Nunca creí que se vulneraran las leyes de la caballerosidad para
lanzar un ataque a quien, ya muerto, respira aún junto al corazón de
muchos españoles. Tengo que manifestar, por lo tanto, mi disgusto
junto a mi sorpresa, y la tristeza y la amargura que me embargan,
superan en este caso concreto a mi indignación, por motivos
fácilmente comprensibles. No voy a ejercer ninguna clase de condena,
ni tampoco me voy a distinguir en un ataque alevoso a los que, a
solicitud del grupo comunista, han perpetrado el hecho de privar a
quien fue Caudillo de España de unos títulos que le fueron otorgados
con plena justicia. Pero quiero recordar que esta medida constituye,
además, un contrasentido, porque precisamente quien ha sido atacado
con esta disposición, recibió del actual Rey de España las
siguientes palabras de elogio en el acto de su coronación: «Una
figura excepcional entra en la historia. El nombre de Francisco
Franco será ya un jalón del acontecer español y un hito al que será
imposible dejar de referirse para entender la clave de nuestra vida
política contemporánea. Con respeto y gratitud quiero recordar la
figura de quien durante tantos años asumió la pesada responsabilidad
de conducir la gobernación del Estado. Su recuerdo constituirá para
mí, una exigencia de comportamiento y de lealtad para con las
funciones que asumo al servicio de la patria. Es de pueblos grandes
y nobles el saber recordar a quienes dedicaron su vida al servicio
de un ideal. España nunca podrá olvidar a quien como soldado y
estadista ha consagrado toda la existencia a su servicio».

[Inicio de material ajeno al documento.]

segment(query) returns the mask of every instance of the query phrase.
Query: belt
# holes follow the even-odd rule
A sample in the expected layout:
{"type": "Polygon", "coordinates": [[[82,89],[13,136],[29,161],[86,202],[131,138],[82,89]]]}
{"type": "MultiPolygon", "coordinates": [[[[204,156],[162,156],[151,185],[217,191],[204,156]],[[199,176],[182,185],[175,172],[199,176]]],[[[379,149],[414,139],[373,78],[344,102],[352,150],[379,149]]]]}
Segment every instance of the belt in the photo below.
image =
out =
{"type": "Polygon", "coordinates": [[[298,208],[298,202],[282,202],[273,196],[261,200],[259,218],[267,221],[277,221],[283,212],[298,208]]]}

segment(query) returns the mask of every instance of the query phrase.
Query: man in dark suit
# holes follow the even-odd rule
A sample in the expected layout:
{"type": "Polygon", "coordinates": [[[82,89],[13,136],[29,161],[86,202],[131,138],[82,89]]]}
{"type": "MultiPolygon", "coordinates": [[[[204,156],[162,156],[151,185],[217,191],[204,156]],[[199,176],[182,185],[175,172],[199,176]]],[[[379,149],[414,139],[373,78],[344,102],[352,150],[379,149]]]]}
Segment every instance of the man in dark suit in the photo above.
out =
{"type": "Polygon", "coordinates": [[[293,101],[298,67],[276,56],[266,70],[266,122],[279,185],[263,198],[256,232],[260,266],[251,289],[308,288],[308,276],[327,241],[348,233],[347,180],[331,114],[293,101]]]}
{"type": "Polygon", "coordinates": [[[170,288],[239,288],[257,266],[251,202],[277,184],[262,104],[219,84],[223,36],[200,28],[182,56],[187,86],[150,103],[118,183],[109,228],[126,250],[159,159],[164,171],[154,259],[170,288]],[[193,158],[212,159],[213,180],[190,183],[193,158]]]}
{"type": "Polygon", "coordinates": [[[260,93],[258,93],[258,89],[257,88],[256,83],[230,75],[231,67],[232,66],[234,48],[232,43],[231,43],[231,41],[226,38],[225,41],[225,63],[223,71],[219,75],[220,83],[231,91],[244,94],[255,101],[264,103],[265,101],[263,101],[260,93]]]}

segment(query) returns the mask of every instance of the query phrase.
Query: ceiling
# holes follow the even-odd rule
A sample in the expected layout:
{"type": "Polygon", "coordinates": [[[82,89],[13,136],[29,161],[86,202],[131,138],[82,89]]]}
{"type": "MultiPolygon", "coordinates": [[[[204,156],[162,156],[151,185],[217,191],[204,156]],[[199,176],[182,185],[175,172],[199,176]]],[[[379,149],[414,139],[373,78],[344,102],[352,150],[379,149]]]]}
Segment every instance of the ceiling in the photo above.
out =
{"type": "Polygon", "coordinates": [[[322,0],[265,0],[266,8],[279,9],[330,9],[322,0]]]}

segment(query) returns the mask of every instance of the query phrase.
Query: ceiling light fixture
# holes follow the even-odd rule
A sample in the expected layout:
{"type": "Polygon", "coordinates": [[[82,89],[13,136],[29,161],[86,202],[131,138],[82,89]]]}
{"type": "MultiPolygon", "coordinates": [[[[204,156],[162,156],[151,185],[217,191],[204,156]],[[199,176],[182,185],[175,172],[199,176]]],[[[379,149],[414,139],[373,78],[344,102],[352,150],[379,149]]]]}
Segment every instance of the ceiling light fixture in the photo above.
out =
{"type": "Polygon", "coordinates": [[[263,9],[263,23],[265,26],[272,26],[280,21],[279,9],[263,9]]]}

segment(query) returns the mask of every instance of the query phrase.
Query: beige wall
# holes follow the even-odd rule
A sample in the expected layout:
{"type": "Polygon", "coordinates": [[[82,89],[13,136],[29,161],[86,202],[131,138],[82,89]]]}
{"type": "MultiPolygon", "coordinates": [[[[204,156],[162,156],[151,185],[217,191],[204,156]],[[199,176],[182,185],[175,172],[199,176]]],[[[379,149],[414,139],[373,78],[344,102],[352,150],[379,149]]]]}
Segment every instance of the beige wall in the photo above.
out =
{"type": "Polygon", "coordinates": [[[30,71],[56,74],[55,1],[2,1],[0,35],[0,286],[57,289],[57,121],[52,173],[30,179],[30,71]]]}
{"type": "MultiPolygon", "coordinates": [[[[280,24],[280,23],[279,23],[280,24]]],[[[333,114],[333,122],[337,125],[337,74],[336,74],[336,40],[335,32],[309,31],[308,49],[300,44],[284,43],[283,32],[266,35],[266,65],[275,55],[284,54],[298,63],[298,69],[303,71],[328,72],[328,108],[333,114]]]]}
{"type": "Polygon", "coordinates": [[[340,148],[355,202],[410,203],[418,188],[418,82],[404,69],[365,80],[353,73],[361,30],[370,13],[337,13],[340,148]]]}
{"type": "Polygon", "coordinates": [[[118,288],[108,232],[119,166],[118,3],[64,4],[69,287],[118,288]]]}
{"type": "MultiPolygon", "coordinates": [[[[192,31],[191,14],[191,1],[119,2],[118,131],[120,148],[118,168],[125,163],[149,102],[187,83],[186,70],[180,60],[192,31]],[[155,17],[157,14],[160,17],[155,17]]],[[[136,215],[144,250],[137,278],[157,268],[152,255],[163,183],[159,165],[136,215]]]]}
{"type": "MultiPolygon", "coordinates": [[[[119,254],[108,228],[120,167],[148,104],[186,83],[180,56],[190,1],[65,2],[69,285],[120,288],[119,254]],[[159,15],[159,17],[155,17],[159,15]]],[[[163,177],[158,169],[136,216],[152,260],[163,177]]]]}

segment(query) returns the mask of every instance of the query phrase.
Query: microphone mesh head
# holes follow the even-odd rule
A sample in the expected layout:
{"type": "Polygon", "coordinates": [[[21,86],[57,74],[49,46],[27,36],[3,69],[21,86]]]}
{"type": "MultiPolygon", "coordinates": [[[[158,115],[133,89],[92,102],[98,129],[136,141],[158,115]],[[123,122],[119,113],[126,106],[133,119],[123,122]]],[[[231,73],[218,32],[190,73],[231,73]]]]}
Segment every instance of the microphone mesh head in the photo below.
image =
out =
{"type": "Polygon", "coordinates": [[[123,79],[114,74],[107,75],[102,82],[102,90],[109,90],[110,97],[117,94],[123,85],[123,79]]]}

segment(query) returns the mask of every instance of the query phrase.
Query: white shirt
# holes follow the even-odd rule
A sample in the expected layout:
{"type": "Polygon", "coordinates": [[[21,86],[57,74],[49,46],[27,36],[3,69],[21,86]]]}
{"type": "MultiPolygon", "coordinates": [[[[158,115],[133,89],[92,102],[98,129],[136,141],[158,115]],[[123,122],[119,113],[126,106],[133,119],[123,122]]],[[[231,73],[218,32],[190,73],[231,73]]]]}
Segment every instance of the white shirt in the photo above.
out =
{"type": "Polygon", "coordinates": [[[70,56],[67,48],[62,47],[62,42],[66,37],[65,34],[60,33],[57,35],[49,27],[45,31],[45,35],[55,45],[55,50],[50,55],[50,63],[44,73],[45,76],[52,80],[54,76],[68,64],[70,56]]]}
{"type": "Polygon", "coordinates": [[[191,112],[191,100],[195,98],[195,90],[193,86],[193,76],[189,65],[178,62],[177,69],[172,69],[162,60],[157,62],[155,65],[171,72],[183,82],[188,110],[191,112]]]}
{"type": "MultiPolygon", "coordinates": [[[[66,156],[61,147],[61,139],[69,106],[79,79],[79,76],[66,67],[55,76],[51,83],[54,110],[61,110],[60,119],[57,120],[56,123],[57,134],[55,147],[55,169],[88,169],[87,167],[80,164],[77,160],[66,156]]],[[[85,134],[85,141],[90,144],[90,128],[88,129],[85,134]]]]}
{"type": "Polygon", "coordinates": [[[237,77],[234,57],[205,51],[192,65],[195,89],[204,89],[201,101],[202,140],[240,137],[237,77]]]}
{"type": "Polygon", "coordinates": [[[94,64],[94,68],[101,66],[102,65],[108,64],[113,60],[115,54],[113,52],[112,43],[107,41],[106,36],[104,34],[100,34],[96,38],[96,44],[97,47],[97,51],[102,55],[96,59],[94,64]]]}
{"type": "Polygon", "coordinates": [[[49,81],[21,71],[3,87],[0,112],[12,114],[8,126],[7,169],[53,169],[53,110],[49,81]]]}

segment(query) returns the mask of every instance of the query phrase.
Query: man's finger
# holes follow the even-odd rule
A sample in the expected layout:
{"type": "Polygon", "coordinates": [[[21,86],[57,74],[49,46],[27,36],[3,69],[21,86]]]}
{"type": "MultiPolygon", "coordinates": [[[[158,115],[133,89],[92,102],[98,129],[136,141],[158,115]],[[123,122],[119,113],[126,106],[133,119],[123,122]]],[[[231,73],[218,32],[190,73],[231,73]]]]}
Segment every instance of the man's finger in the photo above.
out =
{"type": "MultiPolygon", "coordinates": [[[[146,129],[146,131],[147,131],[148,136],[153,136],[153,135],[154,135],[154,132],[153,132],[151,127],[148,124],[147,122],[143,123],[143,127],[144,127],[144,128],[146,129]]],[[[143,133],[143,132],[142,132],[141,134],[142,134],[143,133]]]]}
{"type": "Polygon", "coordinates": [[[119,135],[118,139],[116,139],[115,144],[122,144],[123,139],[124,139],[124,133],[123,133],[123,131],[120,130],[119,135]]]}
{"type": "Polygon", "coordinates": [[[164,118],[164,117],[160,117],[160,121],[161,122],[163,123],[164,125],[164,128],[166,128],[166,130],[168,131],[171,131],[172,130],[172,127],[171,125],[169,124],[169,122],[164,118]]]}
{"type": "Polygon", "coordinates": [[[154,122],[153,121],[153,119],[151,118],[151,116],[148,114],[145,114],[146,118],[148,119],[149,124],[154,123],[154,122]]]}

¿Cómo es posible, que a tenor de estas justas
apreciaciones del Rey de España, se pueda herir con tanta furia a
quien nos gobernó durante un periodo de paz constructivo y eficiente
y a quien se debe, queramos o no, la restauración de la monarquía
actual, precisamente en la persona de Juan Carlos I?
Después de considerar estas regias palabras, creo
que constituyen un grave motivo de reflexión para aquellos que
estimamos que la Transición fue un periodo político abierto a la
reconciliación de todos los españoles. Hoy, después de tantos años,
resulta que se resucitan los odios, que se alientan las divisiones y
que con una especie de artilugio dialéctico se cubre con la palabra
«democracia», todo lo que es un verdadero disparate histórico y que
constituye la posibilidad de abrir nuevas heridas en el ya torturado
corazón de muchos españoles.
Yo declaro aquí, en este artículo, mi lealtad a
Francisco Franco. Lo hago consciente de los ataques que aún he de
recibir, de las injurias que van a cubrir mi nombre, de las patrañas
que van a envolver la verdad que defiendo, pero entiendo, que esa
lealtad jurada, me obliga hasta el último día de mi existencia. Me
avergüenzo de que se hayan producido situaciones como las que
describo, me duelen en el fondo de mi alma. Tengo pruebas
fehacientes de haber ejercido antes de que lo proclamara nadie, una
verdadera política de reconciliación. Entre otras cosas, porque en
los dos bandos en conflicto tuve familiares muy próximos a los
cuales consideré siempre equiparables en su buena fe y en su
dignidad. Hoy me estremece que sean los herederos de los
fusilamientos de Paracuellos y de tantos crímenes como España entera
conoce, los que obliguen a un colectivo municipal a bajar la cabeza,
o a hacer referencias a determinadas figuras envueltas en las brumas
ciertamente acentuadas de la lejanía histórica.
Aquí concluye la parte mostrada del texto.